Don’t Build Something Great and Forget Who Matters
The Bite in the Apple reveals the hidden cost of genius. Chrisann Brennan, Steve Jobs’s first love and mother of his child, shows how Apple’s rise left scars. Beyond the myth, it’s a reminder for indie founders: don’t build greatness at the expense of the people who make you human.
It starts with love, loss, and the costs hidden beneath our icons.
The Bite in the Apple by Chrisann Brennan isn’t a story about startup glory or tech brilliance. It’s the shadow behind the Apple logo. A memoir about being close to genius—and paying for it. Chrisann was Steve Jobs’s first love, the mother of his first child, and one of the few people who saw the origin of Apple from inside and just outside the frame. Her story doesn’t glorify—it exposes. It’s honest, raw, and sometimes hard to read.
Genius Isn’t Enough
Chrisann met Steve in high school. She watched Apple form from the inside—first in conversations, then garages, then through the blur of a rising empire. Early Steve wasn’t a CEO; he was a seeker. Obsessed with ideas, spiritual wanderings, Indian ashrams, and acid trips. Restless. Magnetic. Unstable.
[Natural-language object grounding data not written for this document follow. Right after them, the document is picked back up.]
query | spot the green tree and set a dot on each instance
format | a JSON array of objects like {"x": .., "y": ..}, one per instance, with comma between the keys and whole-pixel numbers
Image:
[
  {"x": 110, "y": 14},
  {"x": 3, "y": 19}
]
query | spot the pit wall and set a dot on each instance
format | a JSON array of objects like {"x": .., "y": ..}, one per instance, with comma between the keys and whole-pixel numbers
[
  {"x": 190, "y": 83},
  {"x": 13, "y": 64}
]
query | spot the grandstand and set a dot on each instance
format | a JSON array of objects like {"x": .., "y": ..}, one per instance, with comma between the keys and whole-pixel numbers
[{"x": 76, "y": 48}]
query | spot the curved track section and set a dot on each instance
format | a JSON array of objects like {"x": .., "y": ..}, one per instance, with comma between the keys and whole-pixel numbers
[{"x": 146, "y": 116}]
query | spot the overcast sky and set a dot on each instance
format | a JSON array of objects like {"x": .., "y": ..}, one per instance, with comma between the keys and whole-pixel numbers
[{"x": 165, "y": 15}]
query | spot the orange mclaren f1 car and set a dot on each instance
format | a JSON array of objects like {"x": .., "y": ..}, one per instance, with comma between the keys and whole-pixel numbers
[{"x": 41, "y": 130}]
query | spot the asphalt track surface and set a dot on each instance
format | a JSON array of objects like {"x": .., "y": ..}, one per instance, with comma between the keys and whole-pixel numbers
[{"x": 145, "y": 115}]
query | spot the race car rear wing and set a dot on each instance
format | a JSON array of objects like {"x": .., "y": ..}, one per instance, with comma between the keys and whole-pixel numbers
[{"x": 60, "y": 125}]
She captures a version of Jobs that doesn't fit the product launches or documentaries. Not a genius in control—but someone chasing something bigger than himself and often losing the people closest along the way. As Apple took off, Steve pulled away. From her. From baby Lisa. From the version of himself that once cared more about meaning than margin. He denied Lisa was his daughter, even as he was about to become a multimillionaire. He built the future and ignored the one he already created.
The Real Cost of Disruption
At the heart of this memoir is a quiet, brutal question: what happens to the people standing just outside the hero’s spotlight? While Steve stepped into fame, Chrisann was raising their daughter on scraps. He arranged child support to be minimal—right before the IPO. She was cleaning houses and living in a rental while Apple was printing money.
This is the part of the startup myth we skip. Every founder we celebrate stands on invisible scaffolding—partners, friends, collaborators who gave up something. Most are never written into the story.
It reminds me of co-founders who disappear after a Series A. Or indie teams where one person becomes the face, and the other fades out quietly. The truth is, startups often succeed on the backs of people we forget to thank—or even acknowledge.
Empathy Is Infrastructure
One of the most powerful things Chrisann reminds us: empathy isn’t a soft skill—it’s a foundational one. Early Apple felt like a collective experiment. Misfits and weirdos building something that felt like art. But the bigger it got, the colder it became.
Lisa’s childhood becomes a metaphor. Raised by a mother doing her best with almost nothing, while her father became a legend. The very machines that helped reshape the world couldn’t help the people in their creator’s own orbit.
The “cult of genius” that Chrisann names is still with us. We worship vision and forget impact. But some builders are changing that—teams like Elpha or Buy Me a Coffee, who bake empathy into the product. The shift isn’t just from “what are you building?” to “who are you building it for?”—it’s “who do you care about while you build?”
Meaning in the Mess
Chrisann’s story isn’t just about Steve—it’s about surviving proximity to power. She doesn’t become rich. She doesn’t get her own tech memoir. But she finds her way. Through art. Through community. Through raising a daughter who grows into her own truth.
There’s a lesson here for every founder, especially indie ones: greatness won’t save you from being alone. And a product doesn’t matter much if it costs you the people you love.
We think startups are built on code and capital. But often, they’re built on silence. People not speaking up. People left behind.
The Indie Litmus Test
So tomorrow, ask yourself:
Who am I forgetting while I build?
What would it take to include them?
Am I building more than software—am I building something human?
The Bite in the Apple doesn’t try to fix the myth. It just cracks it open. It reminds us: the cost of innovation isn’t just sleepless nights and tough sprints. It’s relationships. Reputations. Lives changed without consent.
Build the thing—but don’t lose the people. Because behind every glossy launch is a shadow. And it deserves to be seen.